Now flip back to the book of Malichi. In chapter one, starting in verse six and going through the end of the chapter, God is calling out his people not because they weren't giving, but because of the way they were giving. Essentially, they were making sacrifices on the alter (giving) but they were offering their lame and sick animals and God was not accepting them. Why wasn't he accepting their offering? Because lame and sick animals are worthless. The people were basically giving up their trash and trying to call it a sacrifice. The point is this: A sacrifice is not a sacrifice if it doesn't truly cost you something.

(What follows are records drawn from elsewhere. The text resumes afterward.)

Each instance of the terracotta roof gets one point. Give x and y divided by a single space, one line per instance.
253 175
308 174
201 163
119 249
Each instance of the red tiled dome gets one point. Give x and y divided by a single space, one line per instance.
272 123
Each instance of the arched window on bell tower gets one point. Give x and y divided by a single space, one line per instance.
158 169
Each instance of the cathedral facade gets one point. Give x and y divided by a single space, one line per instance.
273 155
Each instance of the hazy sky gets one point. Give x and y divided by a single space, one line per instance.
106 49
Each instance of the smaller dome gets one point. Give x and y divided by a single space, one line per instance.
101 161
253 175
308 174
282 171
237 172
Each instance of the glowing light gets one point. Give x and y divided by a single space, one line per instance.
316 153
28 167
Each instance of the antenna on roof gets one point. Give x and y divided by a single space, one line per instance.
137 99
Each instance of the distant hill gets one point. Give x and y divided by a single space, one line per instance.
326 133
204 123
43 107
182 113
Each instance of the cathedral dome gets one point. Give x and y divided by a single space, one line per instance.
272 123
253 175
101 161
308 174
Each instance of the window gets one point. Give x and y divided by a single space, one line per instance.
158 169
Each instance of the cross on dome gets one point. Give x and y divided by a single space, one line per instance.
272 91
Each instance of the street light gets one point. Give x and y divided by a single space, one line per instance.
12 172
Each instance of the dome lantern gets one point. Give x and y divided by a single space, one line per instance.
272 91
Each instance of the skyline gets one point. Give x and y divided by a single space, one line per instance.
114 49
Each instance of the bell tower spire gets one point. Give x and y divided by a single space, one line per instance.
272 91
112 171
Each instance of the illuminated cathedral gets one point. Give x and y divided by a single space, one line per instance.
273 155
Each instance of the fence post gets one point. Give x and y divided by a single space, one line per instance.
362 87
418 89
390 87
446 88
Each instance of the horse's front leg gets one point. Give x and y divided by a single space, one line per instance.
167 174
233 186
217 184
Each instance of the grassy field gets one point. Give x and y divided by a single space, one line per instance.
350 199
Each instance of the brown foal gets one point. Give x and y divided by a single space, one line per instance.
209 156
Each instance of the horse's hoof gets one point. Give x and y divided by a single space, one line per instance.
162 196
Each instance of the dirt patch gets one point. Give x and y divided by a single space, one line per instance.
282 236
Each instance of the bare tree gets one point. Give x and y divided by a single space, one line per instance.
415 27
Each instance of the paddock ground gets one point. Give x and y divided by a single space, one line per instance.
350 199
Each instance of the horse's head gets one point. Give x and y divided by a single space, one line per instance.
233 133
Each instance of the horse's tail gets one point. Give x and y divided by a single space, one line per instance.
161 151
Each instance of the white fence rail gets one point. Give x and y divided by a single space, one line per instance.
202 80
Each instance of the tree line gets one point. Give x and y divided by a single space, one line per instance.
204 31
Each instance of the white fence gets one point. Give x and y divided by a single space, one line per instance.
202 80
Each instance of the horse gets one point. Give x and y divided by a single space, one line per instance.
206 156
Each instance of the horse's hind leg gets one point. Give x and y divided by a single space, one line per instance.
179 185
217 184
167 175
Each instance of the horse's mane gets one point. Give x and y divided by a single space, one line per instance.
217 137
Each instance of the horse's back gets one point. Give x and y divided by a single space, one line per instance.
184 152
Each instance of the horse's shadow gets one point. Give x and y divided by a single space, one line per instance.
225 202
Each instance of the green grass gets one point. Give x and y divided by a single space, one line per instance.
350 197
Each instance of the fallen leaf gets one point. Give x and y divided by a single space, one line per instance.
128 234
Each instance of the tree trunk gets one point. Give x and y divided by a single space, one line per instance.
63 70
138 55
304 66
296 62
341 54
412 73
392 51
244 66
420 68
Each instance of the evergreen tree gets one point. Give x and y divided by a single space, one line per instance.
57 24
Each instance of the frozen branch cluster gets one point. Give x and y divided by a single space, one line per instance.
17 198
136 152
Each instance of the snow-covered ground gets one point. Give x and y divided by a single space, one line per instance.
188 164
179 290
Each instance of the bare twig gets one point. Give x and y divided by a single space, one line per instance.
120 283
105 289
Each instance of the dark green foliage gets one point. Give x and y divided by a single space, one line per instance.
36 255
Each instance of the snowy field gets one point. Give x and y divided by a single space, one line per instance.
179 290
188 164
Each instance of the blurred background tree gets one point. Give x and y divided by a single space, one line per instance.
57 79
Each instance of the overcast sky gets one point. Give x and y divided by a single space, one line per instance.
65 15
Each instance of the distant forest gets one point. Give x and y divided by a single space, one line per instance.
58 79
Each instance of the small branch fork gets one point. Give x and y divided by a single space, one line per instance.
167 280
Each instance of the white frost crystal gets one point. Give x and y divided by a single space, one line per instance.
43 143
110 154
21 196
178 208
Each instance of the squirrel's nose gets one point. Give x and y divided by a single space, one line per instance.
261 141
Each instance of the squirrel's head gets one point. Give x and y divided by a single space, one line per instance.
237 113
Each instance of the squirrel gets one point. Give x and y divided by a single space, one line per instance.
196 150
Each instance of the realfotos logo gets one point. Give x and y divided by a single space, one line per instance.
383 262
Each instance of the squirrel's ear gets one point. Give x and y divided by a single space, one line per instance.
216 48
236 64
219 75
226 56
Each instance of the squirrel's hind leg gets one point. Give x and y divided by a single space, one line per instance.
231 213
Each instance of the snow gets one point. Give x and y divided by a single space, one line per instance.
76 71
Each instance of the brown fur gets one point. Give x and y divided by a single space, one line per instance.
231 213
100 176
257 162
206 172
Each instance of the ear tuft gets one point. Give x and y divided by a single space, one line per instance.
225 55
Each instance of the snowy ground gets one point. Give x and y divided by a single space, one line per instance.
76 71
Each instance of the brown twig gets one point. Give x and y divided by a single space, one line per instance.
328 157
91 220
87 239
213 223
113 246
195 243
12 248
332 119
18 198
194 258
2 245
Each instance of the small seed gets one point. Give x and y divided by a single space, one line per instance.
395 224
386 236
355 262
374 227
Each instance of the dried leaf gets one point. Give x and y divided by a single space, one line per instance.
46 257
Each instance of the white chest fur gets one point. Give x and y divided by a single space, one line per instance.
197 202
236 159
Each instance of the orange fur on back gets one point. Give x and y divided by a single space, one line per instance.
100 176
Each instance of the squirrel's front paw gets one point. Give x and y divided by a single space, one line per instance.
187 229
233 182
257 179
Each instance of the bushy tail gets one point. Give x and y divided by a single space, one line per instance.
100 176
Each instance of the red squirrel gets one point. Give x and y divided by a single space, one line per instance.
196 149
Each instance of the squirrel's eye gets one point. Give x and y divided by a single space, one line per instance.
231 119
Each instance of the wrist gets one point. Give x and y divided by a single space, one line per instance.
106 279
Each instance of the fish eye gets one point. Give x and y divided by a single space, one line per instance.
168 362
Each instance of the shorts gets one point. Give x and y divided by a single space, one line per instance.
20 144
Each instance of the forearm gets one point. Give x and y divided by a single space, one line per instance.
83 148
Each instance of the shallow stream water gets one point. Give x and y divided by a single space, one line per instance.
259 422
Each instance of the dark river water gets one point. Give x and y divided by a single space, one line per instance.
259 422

We see this point even more explicitly in the second book of Samuel. The scene in chapter twenty-four is that King David has sinned and judgement is surely coming upon his people because of it. And just like God does, he provides a way for mercy to triumph over judgment. David is commanded by the Lord to, "Go up, raise an altar to the Lord on the threshing floor of Araunah the Jebusite." When David goes up, Araunah is quick to greet him with honor and inquire as to why he had come. David gives him the simple truth: "To buy the threshing floor from you, in order to build an altar to the Lord, that the plague may be averted from the people." Araunah basically responds by offering David whatever he needs, anything at all, completely free of charge. Seems like a sweet deal, right? Here's how David responds: "No, but I will buy it from you for a price. I will not offer burnt offerings to the Lord my God that cost me nothing."
These three examples from the Scripture all point to the same reality: True generosity is defined by a loss to the giver; a giving up of something valuable that you possess. And although this may sound like a bummer to some, it's actually good news because the nature of sacrificial giving isn't just to lose something but to exchange something for the sake of something more valuable. The greater the sacrifice, the more it honors God. The greater the sacrifice, the more it expresses your love for people. The greater the sacrifice, the more joyful it is for you. It was for these things that our Lord and Savior made the greatest sacrifice ever made (Romans 3:25-26, Romans 15:8-9, Romans 5:8, Hebrews 12:2). May we be emboldened to truly give as He did (John 14:12).